(Re)Writing unix tools in Rust

Image credit: carbon.now.sh

I wanted to learn Rust and was looking for a small and straightforward project to get started with and the wc command in unix caught my eye. Here I will share my experience of writing non-trivial Rust code for the first time.

Target Audience

Newbie rustaceans like myself 😅. Before writing this piece of code I had read some parts of The Rust Programming Language book (which I kept referring to while building this project) and I also worked through the exercises in rustlings (highly recommended)

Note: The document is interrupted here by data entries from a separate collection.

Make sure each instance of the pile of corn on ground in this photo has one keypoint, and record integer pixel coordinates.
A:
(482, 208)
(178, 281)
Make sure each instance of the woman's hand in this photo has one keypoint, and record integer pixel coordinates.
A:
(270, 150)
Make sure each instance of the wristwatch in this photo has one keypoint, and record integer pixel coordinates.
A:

This post will cover the following:

  • Using struct and impl in Rust
  • Rust style error handling using pattern matching
  • Using external crates (in this case clap and ansi_term)
  • Building and publishing our crate to a registry
  • Performance comparison with the original wc (written in C)

Pre-requisites

You need to have the following installed

  • Rustup
  • Cargo

The Essentials

So we are going to write a port of the wc command. All we need to do read different files, collect some stats about them, print them out and collect a few command-line flags depending on which our output will change. So its essentially a simple File IO program.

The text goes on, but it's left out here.